It is therefore an object of the invention a nucleic 
acid comprising a nucleotide sequence coding the protein 
having the amino acid sequence of SEQ ID No. 2 or parts 
thereof. Preferably the nucleic acid comprises a 
nucleotide sequence with at least a 65% homology with 
the nucleotide sequence of SEQ ID No.l or parts thereof. 
More preferably the nucleic acid comprises the nucleotide 
sequence of SEQ ID No.l or parts thereof. 
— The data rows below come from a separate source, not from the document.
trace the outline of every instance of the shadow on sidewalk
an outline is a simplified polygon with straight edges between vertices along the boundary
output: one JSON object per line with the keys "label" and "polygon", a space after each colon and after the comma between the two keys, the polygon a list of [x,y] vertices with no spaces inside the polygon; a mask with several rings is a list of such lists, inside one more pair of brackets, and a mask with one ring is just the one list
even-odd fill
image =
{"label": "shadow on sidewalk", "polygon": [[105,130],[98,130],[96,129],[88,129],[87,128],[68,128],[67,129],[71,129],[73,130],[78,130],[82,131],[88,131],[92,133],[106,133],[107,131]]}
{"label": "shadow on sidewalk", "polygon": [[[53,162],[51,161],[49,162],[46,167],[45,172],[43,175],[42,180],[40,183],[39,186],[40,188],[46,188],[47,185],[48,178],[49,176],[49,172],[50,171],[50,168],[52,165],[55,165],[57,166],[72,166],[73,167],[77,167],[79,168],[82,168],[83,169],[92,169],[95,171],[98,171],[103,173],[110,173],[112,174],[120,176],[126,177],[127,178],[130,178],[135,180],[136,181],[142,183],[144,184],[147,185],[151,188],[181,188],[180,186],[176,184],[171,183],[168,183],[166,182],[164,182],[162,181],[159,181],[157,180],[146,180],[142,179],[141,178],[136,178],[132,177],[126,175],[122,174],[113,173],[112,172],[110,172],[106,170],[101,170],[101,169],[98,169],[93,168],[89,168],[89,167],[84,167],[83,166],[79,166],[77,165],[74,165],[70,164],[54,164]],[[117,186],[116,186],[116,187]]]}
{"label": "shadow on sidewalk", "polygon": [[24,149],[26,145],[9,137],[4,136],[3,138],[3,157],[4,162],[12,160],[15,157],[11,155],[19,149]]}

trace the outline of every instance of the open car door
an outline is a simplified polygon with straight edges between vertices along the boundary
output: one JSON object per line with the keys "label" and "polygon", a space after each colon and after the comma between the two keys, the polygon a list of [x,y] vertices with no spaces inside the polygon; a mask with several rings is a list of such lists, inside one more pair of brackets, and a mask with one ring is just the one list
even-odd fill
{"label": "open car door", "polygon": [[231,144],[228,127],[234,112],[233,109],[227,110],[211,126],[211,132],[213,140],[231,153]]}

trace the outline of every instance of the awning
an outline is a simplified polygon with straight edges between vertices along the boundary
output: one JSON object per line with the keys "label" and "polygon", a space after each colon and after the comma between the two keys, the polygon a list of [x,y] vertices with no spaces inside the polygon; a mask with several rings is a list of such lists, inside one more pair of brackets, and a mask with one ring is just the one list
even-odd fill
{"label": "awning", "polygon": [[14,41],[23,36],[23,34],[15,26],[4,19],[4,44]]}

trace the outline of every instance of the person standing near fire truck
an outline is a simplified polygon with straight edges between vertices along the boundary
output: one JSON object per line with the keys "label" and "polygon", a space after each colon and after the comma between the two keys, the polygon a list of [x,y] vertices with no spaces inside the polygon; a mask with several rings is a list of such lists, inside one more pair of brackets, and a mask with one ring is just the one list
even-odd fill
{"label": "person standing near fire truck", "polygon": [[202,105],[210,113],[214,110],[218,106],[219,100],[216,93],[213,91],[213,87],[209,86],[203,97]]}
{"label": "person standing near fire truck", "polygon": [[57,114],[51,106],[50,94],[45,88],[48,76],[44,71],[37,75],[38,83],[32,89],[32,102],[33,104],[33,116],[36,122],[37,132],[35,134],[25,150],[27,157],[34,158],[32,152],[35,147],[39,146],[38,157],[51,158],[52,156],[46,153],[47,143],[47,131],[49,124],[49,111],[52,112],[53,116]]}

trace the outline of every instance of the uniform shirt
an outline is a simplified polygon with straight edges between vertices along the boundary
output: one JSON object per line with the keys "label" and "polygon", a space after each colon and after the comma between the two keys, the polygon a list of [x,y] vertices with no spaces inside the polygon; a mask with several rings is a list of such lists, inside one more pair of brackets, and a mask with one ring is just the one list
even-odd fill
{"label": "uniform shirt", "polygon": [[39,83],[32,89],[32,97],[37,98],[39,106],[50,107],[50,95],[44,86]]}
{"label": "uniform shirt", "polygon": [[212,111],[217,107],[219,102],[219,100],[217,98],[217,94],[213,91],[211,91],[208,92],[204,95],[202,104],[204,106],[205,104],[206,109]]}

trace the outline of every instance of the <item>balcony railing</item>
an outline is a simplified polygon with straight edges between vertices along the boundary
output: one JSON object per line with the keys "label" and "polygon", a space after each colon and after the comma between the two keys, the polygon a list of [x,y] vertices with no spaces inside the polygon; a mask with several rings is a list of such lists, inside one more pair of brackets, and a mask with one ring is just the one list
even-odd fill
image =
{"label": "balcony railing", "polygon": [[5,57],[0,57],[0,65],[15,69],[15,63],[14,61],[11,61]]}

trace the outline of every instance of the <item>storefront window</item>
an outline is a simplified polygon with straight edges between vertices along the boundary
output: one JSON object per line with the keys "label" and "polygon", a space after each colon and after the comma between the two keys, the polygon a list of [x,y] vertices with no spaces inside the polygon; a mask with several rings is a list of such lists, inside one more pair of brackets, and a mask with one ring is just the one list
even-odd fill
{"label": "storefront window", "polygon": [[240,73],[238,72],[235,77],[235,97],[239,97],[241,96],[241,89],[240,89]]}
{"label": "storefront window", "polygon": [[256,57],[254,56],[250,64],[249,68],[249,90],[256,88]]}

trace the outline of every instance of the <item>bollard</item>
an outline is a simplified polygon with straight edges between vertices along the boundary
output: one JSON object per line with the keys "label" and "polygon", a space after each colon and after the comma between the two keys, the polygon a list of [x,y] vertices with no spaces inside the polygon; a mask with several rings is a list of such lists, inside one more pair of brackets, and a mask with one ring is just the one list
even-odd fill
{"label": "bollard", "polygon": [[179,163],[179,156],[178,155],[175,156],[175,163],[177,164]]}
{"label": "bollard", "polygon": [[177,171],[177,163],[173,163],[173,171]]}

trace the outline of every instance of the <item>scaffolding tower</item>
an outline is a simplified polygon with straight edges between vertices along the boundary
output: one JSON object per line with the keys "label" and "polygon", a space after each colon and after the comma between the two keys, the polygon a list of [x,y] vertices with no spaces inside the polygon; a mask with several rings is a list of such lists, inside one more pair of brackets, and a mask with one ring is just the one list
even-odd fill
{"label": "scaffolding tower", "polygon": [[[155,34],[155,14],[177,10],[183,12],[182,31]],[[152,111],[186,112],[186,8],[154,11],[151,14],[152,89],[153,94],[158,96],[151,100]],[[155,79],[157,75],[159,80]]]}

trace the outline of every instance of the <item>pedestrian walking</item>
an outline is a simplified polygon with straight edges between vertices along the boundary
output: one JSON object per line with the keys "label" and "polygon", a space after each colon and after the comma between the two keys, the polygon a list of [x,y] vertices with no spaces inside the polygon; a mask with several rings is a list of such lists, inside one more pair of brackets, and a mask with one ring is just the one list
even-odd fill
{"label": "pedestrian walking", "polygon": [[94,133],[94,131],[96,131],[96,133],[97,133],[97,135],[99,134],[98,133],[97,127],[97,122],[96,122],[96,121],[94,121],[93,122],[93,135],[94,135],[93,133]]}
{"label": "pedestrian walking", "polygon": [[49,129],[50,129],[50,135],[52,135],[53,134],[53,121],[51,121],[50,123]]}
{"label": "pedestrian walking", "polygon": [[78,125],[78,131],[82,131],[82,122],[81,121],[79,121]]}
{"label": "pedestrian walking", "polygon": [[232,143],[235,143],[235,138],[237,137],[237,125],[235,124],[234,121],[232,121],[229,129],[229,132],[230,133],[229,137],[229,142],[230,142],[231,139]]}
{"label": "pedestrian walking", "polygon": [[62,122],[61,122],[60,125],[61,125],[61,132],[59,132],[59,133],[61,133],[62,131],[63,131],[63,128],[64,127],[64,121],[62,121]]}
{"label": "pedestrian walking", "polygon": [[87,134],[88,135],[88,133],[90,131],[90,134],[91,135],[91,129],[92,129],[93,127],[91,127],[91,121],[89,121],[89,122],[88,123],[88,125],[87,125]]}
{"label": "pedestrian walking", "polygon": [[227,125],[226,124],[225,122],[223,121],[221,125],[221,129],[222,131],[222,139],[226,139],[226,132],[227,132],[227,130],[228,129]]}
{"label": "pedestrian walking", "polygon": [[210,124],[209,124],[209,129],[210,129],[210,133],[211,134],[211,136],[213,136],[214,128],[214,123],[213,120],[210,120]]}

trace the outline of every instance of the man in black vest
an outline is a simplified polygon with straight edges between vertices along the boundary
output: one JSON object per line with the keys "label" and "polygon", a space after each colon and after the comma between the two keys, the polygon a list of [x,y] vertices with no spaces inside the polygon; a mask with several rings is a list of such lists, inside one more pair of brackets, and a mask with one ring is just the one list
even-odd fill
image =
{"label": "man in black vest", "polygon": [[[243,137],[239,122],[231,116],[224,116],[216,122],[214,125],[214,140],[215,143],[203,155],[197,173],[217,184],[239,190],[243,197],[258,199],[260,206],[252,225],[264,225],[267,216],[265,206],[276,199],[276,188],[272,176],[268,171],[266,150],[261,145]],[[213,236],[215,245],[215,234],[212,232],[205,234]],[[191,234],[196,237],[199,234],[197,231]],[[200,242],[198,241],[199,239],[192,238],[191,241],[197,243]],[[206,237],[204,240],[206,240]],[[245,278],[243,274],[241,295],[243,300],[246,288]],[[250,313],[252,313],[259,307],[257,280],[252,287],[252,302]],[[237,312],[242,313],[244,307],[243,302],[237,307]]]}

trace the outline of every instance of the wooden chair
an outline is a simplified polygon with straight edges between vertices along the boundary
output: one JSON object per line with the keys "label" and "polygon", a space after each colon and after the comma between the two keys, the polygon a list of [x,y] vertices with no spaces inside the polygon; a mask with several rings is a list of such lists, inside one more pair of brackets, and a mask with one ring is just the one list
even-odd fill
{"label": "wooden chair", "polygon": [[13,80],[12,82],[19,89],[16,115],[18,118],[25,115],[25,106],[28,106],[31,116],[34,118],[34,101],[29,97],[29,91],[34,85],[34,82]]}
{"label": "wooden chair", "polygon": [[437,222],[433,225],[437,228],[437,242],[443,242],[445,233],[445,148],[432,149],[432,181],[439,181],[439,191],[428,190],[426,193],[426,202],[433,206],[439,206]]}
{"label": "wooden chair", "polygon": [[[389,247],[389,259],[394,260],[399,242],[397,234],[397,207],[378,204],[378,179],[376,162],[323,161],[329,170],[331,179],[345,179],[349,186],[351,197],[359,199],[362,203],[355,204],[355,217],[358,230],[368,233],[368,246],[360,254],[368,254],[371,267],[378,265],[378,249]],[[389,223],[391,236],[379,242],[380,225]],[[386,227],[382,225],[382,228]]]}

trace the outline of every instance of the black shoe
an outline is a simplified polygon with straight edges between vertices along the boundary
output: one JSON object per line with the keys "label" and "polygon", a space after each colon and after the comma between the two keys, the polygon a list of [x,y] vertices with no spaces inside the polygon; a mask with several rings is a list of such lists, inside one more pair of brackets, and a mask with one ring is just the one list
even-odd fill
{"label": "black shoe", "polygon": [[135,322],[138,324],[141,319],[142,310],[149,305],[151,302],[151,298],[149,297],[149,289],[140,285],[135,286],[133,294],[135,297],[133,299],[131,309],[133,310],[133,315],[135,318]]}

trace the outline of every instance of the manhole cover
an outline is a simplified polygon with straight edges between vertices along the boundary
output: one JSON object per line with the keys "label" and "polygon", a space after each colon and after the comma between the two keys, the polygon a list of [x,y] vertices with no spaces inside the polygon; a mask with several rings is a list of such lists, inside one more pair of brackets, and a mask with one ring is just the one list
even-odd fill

Further object of the invention is a composition 
comprising a nucleic acid comprising a nucleotide 
sequence coding the protein having the amino acid 
sequence of SEQ ID No.l or parts thereof. Preferably the 
composition comprises a nucleic acid having a nucleotide 
sequence with at least a 65% homology with the nucleotide 
sequence of SEQ ID No.l or parts thereof. More preferably 
the composition comprises a nucleic acid having the 
nucleotide sequence of SEQ ID No.l or parts thereof. 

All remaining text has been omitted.